By Published on

How management killed DLP

In a medium-sized organization, whose main business model was based on the very sensitive personal data of hundreds of clients, an attempt was made by IT department to deploy Data Loss Protection technology (previously AIP, today Microsoft Purview).

The project included mapping and automatic marking of classified data and documents (scanning all content in Microsoft Sharepoint and Microsoft Dynamics (CRM)) and manual marking of the classification level during internal document circulation (MS Office, MS Outlook).

The result of about two months of testing was a total rejection by top management (who was required to participate in the testing). The final statement: "we won't do this... we don't have time for that...!"

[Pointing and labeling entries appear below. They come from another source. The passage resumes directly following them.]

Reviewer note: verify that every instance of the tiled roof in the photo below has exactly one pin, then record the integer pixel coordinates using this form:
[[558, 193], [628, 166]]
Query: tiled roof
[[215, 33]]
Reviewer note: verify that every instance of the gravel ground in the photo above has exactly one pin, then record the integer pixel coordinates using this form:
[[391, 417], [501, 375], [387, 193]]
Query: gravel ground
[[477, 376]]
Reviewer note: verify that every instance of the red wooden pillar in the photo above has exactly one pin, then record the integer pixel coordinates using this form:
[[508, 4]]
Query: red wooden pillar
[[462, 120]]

In other words, a corporate lawyer who has just completed a contract with a client, where all his sensitive data (personal, financial, etc.) is stored, will simply not be willing to click on the Confidential option in the Microsoft Word menu to put the document under DLP protection.

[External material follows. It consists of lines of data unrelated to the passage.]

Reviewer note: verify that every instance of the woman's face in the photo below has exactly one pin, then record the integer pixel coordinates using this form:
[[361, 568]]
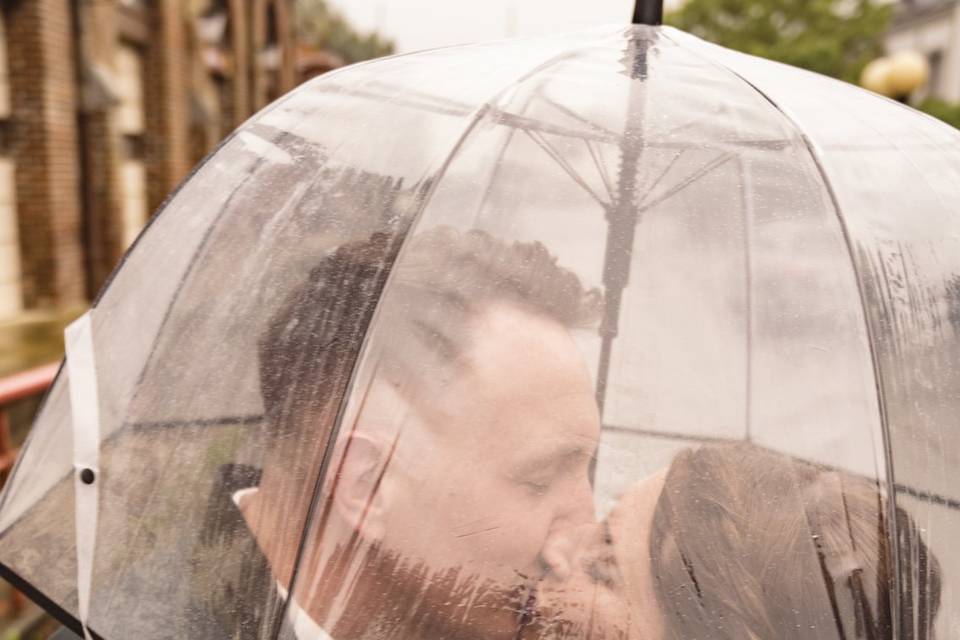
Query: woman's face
[[609, 594]]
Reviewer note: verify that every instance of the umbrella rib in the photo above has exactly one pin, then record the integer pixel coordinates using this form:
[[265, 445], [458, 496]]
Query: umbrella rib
[[714, 164], [665, 172], [601, 169], [567, 111], [550, 151]]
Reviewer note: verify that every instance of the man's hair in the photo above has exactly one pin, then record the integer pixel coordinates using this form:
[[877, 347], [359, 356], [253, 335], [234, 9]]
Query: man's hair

Or a user who receives an email from a colleague containing payment card details will not mark such an email as Confidential simply because it would greatly delay his work.

What could be your interpretation of what actually happened?

What happened here is not a failed DLP project, we’re describing a failed leadership decision masquerading as a usability issue.

This is a governance failure:

management rejected a control because it applied to them personally,

the moment senior leadership is required to change behavior, the security needs are cancelled.

Uncomfortable truth

Leadership opt-out kills security - security controls survive only if leaders are subject to them first.

The organization’s core business asset is the sensitive personal data, so by rejecting DLP due to inconvenience, management effectively said:

“We accept the risk of uncontrolled personal data leakage to preserve our short-term productivity and convenience”.

"We don't feel like taking time to decide what's sensitive and in which context: if DLP cannot do this without our involvement we don't want it.

The (possibly) real reason management rejected it

  • loss of autonomy, invisibility and plausible deniability,
  • fear of accountability.

DLP doesn’t just protect data — it creates traceability and defines responsibility

And traceability and responsibility make people uncomfortable.